I went to the latest Brisbane YOW talk in October which had a focus on cloud computing and analytics.
First was Readify and MYOB to .Net Cloud. This was interesting as I haven’t come accross the .net cloud in practice due to it being late on the scene comparatively and most projects that I’ve come accross for distributed computing tending not to be .net. I’ve tended to favour an environment where there’s more control ala ec2 and java\scala\c based solutions even over app engine. It seems like a competent solution and to have adopted common standard practices; sql hosting or a big table like data store, worker and worker queues etc. It’s been a few years since I’ve shipped products in .net but it gave me confidence if I was stuck without any alternative the same patterns and practices I’ve been using could be brought accross pretty easily.

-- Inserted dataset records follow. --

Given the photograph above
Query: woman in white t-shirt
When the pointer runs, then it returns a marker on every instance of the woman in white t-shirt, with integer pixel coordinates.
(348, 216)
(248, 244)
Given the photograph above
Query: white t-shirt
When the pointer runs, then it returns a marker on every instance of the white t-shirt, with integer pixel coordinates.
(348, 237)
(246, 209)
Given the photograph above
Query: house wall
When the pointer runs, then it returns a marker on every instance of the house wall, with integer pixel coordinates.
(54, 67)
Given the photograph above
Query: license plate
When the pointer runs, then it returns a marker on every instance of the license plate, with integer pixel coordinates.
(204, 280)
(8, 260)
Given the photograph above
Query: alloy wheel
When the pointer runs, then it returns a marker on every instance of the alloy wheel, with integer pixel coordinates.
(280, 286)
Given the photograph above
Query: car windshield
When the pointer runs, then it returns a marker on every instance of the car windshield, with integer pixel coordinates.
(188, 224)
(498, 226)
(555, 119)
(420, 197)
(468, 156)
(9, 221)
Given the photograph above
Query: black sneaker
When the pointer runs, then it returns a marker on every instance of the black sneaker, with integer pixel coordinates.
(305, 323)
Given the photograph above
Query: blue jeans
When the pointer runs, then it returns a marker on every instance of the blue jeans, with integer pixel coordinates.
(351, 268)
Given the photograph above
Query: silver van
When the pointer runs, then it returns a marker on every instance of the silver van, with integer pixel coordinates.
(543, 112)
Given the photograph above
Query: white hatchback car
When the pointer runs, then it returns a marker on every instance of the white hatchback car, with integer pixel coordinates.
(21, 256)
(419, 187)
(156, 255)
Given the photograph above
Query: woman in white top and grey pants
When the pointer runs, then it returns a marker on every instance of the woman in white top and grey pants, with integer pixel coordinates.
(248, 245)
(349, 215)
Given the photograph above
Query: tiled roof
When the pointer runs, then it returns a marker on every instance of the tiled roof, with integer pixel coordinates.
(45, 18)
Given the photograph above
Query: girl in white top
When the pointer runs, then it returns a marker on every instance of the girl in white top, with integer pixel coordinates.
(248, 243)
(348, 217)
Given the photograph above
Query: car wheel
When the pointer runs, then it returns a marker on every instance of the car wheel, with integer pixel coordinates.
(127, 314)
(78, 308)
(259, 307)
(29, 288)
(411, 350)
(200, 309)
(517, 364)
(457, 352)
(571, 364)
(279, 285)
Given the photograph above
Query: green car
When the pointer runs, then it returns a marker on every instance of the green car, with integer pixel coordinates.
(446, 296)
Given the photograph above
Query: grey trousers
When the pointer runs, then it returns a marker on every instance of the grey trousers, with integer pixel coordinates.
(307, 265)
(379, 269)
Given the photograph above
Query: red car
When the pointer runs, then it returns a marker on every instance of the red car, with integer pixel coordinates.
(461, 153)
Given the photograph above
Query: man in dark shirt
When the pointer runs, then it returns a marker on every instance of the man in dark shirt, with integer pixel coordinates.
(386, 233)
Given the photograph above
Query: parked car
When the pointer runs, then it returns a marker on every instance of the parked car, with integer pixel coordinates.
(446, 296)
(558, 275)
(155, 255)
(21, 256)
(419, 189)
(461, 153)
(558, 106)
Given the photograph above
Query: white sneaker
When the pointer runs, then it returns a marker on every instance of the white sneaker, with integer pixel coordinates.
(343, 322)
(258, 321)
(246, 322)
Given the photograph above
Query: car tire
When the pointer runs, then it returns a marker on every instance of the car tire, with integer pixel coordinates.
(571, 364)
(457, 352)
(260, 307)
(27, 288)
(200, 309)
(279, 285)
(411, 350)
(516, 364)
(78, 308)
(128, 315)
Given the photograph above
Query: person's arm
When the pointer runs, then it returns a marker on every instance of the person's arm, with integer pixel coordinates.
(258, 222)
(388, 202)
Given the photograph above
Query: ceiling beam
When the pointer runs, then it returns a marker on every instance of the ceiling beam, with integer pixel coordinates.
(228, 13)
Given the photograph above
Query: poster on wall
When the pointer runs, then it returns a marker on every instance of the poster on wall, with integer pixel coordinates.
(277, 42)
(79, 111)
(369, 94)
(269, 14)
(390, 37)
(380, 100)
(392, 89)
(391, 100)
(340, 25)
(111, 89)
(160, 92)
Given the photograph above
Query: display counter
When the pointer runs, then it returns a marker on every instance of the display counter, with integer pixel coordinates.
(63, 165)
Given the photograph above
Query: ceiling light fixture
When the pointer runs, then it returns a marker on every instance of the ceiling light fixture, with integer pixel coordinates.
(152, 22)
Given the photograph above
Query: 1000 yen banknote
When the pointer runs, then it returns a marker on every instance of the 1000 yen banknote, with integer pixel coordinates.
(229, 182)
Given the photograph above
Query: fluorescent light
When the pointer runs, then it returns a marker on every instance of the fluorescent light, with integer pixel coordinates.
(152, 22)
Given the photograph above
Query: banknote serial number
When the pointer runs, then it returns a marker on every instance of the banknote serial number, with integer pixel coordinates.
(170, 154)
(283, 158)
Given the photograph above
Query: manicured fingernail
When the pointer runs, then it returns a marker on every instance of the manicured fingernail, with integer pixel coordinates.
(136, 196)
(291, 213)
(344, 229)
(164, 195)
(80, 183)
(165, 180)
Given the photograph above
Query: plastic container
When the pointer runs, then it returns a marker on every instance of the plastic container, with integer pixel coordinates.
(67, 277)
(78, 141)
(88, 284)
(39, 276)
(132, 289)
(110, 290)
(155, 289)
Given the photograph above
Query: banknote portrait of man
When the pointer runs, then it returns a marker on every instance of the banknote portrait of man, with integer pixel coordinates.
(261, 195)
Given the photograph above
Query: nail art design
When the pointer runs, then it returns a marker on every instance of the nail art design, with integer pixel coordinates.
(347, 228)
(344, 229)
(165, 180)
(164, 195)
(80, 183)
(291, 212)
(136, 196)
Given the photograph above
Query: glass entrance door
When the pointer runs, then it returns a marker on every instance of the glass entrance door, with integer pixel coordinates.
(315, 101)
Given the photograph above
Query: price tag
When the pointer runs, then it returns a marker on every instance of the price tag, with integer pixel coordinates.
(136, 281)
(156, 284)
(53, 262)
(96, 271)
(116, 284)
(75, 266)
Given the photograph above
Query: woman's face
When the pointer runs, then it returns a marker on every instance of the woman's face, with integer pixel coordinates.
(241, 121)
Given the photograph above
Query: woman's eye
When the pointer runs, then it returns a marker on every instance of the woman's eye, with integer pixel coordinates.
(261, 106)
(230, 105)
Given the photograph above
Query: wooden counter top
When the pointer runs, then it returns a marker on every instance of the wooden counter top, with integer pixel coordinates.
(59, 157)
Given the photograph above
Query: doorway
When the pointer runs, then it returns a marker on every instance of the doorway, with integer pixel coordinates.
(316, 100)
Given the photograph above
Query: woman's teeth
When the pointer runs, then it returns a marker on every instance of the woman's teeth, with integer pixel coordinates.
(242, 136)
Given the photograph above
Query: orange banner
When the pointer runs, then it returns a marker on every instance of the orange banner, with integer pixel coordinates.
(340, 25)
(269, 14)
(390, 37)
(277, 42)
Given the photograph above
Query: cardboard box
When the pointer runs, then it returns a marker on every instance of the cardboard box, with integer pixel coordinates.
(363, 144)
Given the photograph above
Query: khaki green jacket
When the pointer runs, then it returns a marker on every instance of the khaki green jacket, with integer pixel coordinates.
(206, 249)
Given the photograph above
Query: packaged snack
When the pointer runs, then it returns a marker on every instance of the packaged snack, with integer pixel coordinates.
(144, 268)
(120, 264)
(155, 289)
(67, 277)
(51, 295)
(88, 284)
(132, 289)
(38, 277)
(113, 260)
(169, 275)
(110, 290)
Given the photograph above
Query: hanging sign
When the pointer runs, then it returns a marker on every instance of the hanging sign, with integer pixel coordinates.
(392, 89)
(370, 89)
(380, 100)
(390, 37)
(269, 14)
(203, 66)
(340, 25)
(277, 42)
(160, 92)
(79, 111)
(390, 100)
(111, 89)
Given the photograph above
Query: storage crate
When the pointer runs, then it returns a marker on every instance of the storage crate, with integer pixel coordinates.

One point of interest was that of single tenant vs multi tenant data hosting. My experience is multitennant is much much harder architecturally, particularly doing things like managing upgrade and concurrent version support. While being the holy grail for the potential efficiencies, it seems to have lost the impetus that it once had as the shining light on the hill. The pattern that I seem to be seeing is that multi-tennancy is losing to virtualised single tenancy stacks. Due to the speed and cost effectiveness of being able to spin up on demand instances, ease of backup and tools like chef and puppet that make provisioning much easier, it seems like a pattern of single tenancy is becomming the default. My theory is that it’s become _so_ cheap to run virtualised stacks in a public cloud provider, that the cost of architecting and development of multtennant solutions isn’t cost efficient for most classes of problems.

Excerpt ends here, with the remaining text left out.